Jenna Bryszewski, Gateway Senior and NHS president, described the next event the club will participate in. 

“We are coordinating with Gateway Regional Education Association (GREA) to help run the Bundle Up 5K event. This event is very special to all of us at Gateway, as it helps the family of a teacher who just recently passed due to cancer,” Bryszewski explained. 

Although the club has been able to successfully host events regarding the school and the community, student engagement is an obstacle they continue to face. 

Pona noted her gratitude for Zoom during these times. “Zoom and Google Classroom are a lifesaver! We can still host meetings/idea sessions/and stay in touch.” 

Jones added, “We have been having Zoom meetings regularly, once or twice a month, and we encourage everyone to turn on their cameras, offer ideas and continuously participate.”

Due to the Covid-19 pandemic, the National Honors Society has been hit with numerous challenges and limitations. 

Gateway Senior and NHS Co-Treasurer, Catherine Lombardo, commented on the lack of funds the club has compared to a typical school year. 

“We are short on money because we can not meet and have fundraisers. Members of the club do not have access to community service like they used to. It’s harder to help our community because not everyone is accepting donations or help,” Lombardo noted. 

Bryszewski explained what a usual year looks like for NHS. 

“We normally run a lot of events and service projects making food for the homeless or cookies for nursing homes. That’s been thrown out the window. It’s made us become resourceful and think of ideas that are more outside of the box that we can do with restrictions,” said Bryszewski. 

Pona described the setbacks Covid has had on the club from an advisor’s perspective. 

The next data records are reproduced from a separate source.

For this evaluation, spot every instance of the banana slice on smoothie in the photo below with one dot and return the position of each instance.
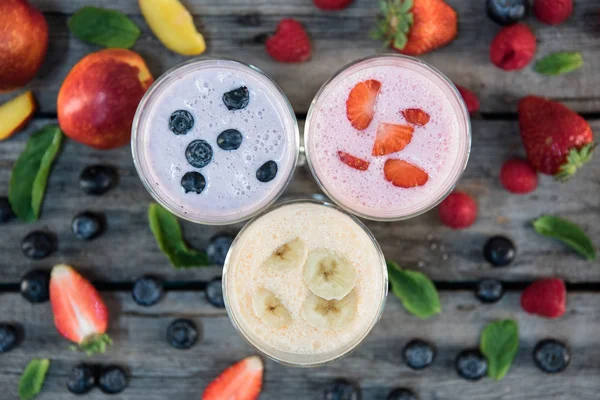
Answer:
(329, 314)
(328, 275)
(269, 309)
(289, 256)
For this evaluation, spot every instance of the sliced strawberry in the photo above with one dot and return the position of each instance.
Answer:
(391, 138)
(403, 174)
(80, 315)
(360, 105)
(354, 162)
(241, 381)
(416, 116)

“I have had to really loosen the rules and expectations for members. We do not have mandatory hours, and even grade checks have been liberal. I’m okay with it though because this is a stressful time and we all need a little ‘grace and space’ to deal with the pandemic and schooling in this model. My priority is the safety and mental health of my kids (yes, all my NHS students are my kids),” Pona noted. 

Through all of the obstacles the club has faced, the leaders of NHS recognize the importance of community service during this time, and their responsibility in upholding that. 

Jones said, “Community service has become increasingly important with the pandemic. Everyone has been affected by this in some way, and it has become really important to check in on friends, family, and neighbors, and recognize that everyone could use some extra support. It is vital that we offer whatever we can to those in need right now.” 

Pona agreed with this sentiment, emphasizing the importance of gratitude during tough times. 

“I think moments of crisis remind us of how important it is to care for each other and practice selflessness. It is very tough out there right now, but focusing on gratitude for what we have and helping those with less is often a great way to keep yourself focused and have that very important perspective in life. I’m proud of my NHS members because they put a lot of energy into helping others during a time when everyone needs more support than ever,” Pona explained.